After what seemed an eternity, the team emerged. Not 50 feet from me were John Terry, Frank Lampard and Peter Cech. All around me were Blues fanatics with flags waving and faces painted. And it was at that moment that I realized it was all a sham. For me at least.
Don’t get me wrong. I was thrilled to be there in that moment. But really no more excited than I would have been to see United, Barcelona, or Inter Milan (as I did this past summer). I realized that day that, while I loved the sport more than I ever had before, my self-professed love affair with Chelsea rang hollow. In fact, if I was being honest, there were really things I didn’t like about them.

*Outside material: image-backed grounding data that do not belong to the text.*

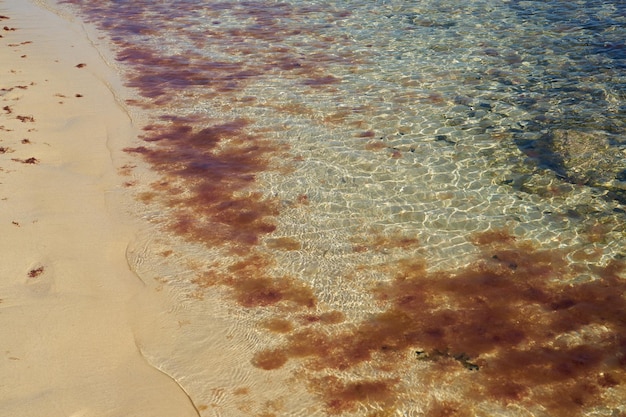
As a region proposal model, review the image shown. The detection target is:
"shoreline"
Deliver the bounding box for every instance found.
[3,1,625,416]
[0,1,198,415]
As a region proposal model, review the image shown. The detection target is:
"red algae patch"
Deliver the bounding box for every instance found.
[16,115,35,123]
[125,117,286,252]
[251,349,289,371]
[356,130,376,138]
[296,310,345,326]
[425,401,474,417]
[469,228,516,245]
[123,112,316,313]
[260,318,294,333]
[12,157,39,164]
[250,230,626,416]
[265,237,301,251]
[229,272,314,308]
[198,254,316,309]
[311,376,400,415]
[302,75,341,87]
[27,266,45,278]
[192,253,316,309]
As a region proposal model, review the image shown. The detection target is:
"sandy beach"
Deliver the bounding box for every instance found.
[0,1,199,415]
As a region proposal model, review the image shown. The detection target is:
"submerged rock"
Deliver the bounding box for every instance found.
[516,129,626,203]
[552,130,615,184]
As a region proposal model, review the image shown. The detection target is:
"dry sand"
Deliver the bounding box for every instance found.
[0,0,199,415]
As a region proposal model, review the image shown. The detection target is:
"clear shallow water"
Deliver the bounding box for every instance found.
[47,0,626,416]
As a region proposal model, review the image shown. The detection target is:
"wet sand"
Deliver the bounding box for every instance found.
[0,1,199,415]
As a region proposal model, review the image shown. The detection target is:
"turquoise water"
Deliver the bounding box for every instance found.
[49,0,626,415]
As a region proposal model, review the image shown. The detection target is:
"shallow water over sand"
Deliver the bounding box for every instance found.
[44,0,626,415]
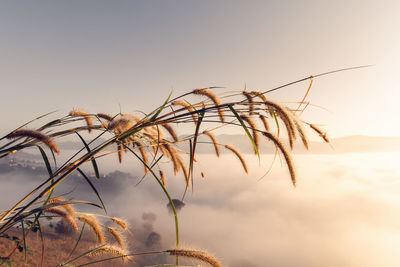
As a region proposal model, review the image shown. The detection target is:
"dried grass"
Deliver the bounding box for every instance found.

The point is, you can’t become a fanatical apologist for a team overnight. You can’t manufacture passion for a team based on an arbitrarily made decision. And while I encourage new soccer converts to follow the same path I did and select one team to start with, that path has created a culture of fake soccer fans in America. That’s not to say all American fans are frauds, but rather to suggest that you really can’t become an honest fan of anything overnight – or in nine months as the Everton fan claimed in his piece.
Part of the draw to the English game is the atmosphere that shines through even on the television screen. American soccer fans see passionate supporters singing songs and waving flags and feel an unspoken pressure to imitate. But what many don’t want to realize is that the fans in those sections of the stands didn’t just decide one day to support Arsenal. They didn’t use flash cards to memorize the songs. It’s who they are. It’s where they’re from. It’s part of them. It’s natural.
And so I’ve decided to accept my soccer reality, which is that I can love the sport without loving a team. There will always be a special place in my heart for Chelsea, as they helped rekindle my passion for the game. But why can’t I also enjoy rooting for Tottenham on their Champions League run? Why can’t I also pull for Fulham or Wolves or Blackpool or (dare I say it) United on a given Saturday? It may be heresy in England, but I’m not in England. This is Texas!
Some people will say that I’m not a real fan. And maybe I’m not. But I can assure you that I love the game as much as anyone. I watch multiple games each week. I’ve read a dozen books on the sport. I watched every 2010 World Cup match (yes, even Algeria-Slovenia). But no, I don’t truly love a team. Should I fake it? Should I memorize the songs and offer loud, insincere support? Isn’t that worse?
American soccer fans need to embrace this bi-partisanship. It’s actually quite freeing to be able to objectively enjoy a sport without blue or red or tangerine colored glasses. It’s nice not losing sleep after your team crashes out of a tournament or missing a penalty to win.
I do hope that one day I’ll bleed blue. Or red. Or whatever color finds me. I hope that I’ll experience the highest of highs and the lowest of lows that come with being a die hard fan. But in the meantime, why not enjoy riding the even plane of objectivity? It’s ok not to care once in a while. In fact, what could be more American than that?